Okay, so I’ve been thinking about data quality and coverage patterns a lot lately. Felt like starting a discussion though I won’t be surprised if no one responds.

First of all, I want to say that I think eBird is an excellent resource both for birders and for researches and for those who manage conservation efforts.

Comparing eBird data to iNaturalist data, I think eBird data must be way better. One of the fundamental issues with iNaturalist is that it collects presence/absence data but not relative abundance data. The other issue - and this is a big one - is that it requires observations to be photographed. This leads to major biases in the data, since certain species are much more difficult to photograph than others. The result - small birds flitting around way up in a tree get ignored, but oh! Look at that perched Bald Eagle over there posing for a pic.

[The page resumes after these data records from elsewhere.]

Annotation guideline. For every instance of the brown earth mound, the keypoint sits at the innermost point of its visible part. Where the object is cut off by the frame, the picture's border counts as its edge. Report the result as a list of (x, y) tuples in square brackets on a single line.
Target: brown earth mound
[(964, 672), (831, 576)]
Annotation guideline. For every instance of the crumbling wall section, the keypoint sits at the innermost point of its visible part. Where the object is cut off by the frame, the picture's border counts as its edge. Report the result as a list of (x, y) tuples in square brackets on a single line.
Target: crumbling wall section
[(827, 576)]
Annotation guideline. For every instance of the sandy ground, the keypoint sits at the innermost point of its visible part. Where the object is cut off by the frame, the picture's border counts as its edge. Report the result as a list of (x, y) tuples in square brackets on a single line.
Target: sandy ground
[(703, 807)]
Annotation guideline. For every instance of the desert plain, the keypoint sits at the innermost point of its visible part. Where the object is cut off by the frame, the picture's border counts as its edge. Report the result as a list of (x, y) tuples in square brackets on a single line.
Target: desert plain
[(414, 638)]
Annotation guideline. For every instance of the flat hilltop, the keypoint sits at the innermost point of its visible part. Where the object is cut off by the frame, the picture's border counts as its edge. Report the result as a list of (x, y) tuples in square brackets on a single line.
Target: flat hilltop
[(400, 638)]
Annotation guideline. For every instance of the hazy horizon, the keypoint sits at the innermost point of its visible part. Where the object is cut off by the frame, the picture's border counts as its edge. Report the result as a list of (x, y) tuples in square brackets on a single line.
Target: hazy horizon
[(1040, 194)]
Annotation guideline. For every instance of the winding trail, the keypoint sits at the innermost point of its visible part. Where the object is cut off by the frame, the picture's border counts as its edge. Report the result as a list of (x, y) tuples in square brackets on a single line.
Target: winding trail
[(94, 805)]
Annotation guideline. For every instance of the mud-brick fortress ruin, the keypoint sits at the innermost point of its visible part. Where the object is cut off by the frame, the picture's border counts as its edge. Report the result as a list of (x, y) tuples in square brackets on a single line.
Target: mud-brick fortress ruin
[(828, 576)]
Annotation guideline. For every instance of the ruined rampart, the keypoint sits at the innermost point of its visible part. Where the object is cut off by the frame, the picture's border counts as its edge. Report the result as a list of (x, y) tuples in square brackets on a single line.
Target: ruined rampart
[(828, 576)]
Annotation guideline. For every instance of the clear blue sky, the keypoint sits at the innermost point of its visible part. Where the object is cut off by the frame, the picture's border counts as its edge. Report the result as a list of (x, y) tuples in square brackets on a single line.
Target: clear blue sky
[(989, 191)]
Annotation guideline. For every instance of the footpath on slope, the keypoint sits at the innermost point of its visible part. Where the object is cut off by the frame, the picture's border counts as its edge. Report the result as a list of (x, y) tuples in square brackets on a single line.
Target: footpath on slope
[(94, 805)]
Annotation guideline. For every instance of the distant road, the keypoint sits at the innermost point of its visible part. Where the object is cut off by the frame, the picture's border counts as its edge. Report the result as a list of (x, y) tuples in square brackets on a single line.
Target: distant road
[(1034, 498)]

But eBird is not without its issues. Mainly, I think that large and easily detectable species are over represented in the data, while smaller less detectable species are underrepresented by comparison. A great example of this in my area would be Golden Eagles and Oak Titmice in the Interior Coast Range of California. Golden Eagle, when soaring, can be visible from a mile away. So if you are anywhere within a one-mile-radius circle of that Golden Eagle, chances are you’ll detect it. Meanwhile, there may be dozens and dozens of Oak Titmice in that same area, but only the ones you pass close by are detected. So, you end up with checklists that have like 5-10 Golden Eagles (probably the same 2 or 3 highly detectable birds seen repeatedly) and only have 5-10 Oak Titmice (even though there are probably many more in the general area that went undetected). Obviously Oak Titmice are actually more numerous, but since the data is biased by detectability, the true relative abundance is hard to figure out.

Perhaps a bigger data quality issue is chasing rare birds. Simply put the mob mentality and fear of missing out that birders have leads to over-reporting of rare birds relative to common ones.

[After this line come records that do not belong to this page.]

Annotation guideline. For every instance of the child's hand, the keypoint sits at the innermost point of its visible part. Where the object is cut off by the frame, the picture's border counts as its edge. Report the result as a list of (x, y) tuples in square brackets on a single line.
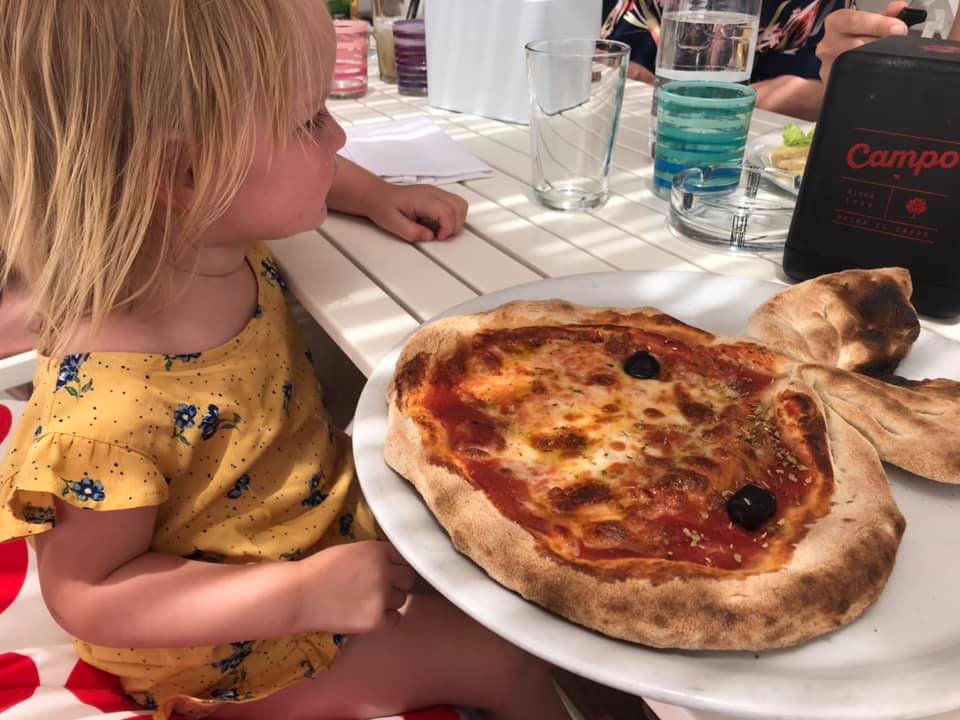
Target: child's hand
[(418, 213), (355, 588)]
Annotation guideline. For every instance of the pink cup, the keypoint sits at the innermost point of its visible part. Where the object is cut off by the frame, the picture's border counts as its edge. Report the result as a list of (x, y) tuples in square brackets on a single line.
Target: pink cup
[(350, 73)]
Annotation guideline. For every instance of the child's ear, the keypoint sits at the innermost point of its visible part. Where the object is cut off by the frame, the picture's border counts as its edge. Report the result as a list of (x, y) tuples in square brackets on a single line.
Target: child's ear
[(176, 188)]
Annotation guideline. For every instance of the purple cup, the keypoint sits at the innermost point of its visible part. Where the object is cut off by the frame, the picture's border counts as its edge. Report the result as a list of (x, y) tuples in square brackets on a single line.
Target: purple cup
[(410, 45)]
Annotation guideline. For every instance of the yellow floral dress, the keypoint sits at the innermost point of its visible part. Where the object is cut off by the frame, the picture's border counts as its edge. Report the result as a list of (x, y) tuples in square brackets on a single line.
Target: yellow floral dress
[(233, 445)]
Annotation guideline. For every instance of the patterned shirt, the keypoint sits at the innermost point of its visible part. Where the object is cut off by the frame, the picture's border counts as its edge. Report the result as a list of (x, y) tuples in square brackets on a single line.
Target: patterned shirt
[(789, 33)]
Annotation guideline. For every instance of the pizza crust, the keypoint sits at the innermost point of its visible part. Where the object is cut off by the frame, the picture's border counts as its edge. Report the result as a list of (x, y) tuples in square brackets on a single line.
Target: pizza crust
[(834, 574), (914, 425), (859, 320)]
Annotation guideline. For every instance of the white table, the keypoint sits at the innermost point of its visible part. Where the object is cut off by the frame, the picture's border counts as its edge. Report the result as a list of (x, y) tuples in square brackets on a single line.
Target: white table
[(369, 290)]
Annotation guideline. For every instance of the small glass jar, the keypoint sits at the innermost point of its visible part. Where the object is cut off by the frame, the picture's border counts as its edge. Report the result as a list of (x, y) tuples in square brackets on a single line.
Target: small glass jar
[(350, 73), (410, 44)]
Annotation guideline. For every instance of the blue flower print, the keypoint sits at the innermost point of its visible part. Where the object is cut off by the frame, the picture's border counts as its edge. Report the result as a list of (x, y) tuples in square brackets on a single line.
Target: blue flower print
[(316, 496), (233, 693), (230, 695), (183, 417), (240, 652), (85, 489), (170, 359), (212, 422), (272, 274), (204, 556), (239, 487), (70, 379)]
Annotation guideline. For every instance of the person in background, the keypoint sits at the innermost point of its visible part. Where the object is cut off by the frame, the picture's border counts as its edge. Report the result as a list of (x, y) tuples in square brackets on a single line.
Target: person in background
[(786, 69), (849, 29), (198, 522)]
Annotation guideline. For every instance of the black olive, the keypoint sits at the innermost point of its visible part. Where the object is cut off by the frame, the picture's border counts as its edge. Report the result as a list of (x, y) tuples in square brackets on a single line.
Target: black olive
[(751, 506), (642, 365)]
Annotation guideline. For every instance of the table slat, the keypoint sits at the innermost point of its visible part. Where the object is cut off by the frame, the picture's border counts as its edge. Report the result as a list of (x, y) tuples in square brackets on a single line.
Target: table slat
[(358, 315), (413, 279)]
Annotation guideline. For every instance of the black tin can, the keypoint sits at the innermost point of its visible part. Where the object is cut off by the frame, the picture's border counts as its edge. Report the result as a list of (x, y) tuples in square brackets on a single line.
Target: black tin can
[(882, 183)]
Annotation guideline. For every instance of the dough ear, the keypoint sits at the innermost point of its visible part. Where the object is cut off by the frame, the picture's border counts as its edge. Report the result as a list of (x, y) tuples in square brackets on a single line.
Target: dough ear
[(859, 320), (913, 424)]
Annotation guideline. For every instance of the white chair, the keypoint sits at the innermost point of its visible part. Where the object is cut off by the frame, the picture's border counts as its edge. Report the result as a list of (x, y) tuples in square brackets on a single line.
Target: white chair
[(17, 370)]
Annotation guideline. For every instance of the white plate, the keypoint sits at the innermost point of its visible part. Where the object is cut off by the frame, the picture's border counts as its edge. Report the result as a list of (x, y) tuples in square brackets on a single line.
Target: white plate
[(760, 151), (901, 659)]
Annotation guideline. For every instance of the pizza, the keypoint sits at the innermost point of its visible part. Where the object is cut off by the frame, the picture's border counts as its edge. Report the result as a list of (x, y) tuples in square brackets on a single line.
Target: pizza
[(667, 486)]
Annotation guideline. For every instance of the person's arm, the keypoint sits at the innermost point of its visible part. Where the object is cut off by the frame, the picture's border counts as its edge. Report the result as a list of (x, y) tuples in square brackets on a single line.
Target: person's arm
[(636, 71), (849, 29), (399, 210), (103, 585), (790, 95)]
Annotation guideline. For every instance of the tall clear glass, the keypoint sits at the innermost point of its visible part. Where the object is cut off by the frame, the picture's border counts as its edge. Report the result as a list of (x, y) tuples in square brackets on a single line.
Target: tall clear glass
[(350, 72), (704, 40), (576, 91)]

So how can these issues be rectified? I think part of the responsibility falls on us, the users, and part of the responsibility falls on eBird. As eBird users, I think we should be less conservative when counting or estimating common species, especially those that are less detectable. Perhaps in some cases it is better to err on the side of being liberal than conservative with counts. Be conservative with the big super detectable stuff, but liberal with the smaller less detectable stuff. And then chasing rare birds - I hesitate to condemn it as I’ve done plenty of it. But maybe try to minimize it? At the end of the day your list size doesn’t matter as much as the quality of the data. 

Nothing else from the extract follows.